Word at the pub that Elvis the cockerel has met Untimely End. His brief sojourn in the car-park is over, and his erstwhile owner Bob the Farmer is being tight-lipped on subject. We who live in close proximity to pub are in mourning. He was an indefatigable crower, and the silence is, well, silent.
Is sad.
Geoff, the chap who spends every waking moment building massive extension and other embellishments to his property, pitched up at pub last night on bicycle, with male friend (also on bicycle) in tow. Geoff's house, jocularly known as Geoff's Folly, is a Work In Progress, as I have mentioned in previous blog. It is His Life's Work, and there are many jokes about parapets, flying buttresses, ramparts etc. Last night he announced intention of incorporating gargoyle at gable end, fashioned to resemble our favourite grumpy barmaid, the wonderfully cantankerous Elaine. I am sure she will be delighted. After imbibing several pints, Geoff and friend donned caps with torches on elastic round them, and in delightfully eccentric Heath Robinson mode ,wobbled off into the night. They were splendidly lit at the front, but had no rear lights whatsoever. I can only hope they made it home safely down the unlit, meandering country roads.

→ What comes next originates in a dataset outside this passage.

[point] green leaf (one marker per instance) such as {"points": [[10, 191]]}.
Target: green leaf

Just have to mention have scored small victory over Two in matter of Should Bananas be Kept in Fridge. Two argued that bananas are shipped in refrigerated containers and should therefore be Fine In Fridge. I demurred. He insisted. Next day he admitted sheepishly They Had Gone Black.
I rest my case as they say.
Only other item of mild interest, we have new loo seat. Old one was perilously unstable.
Is not wildly important in Great Scheme of Things, but a comfort nevertheless, as have no wish to be catapaulted off loo, hit head on bath, and suffer mild concussion.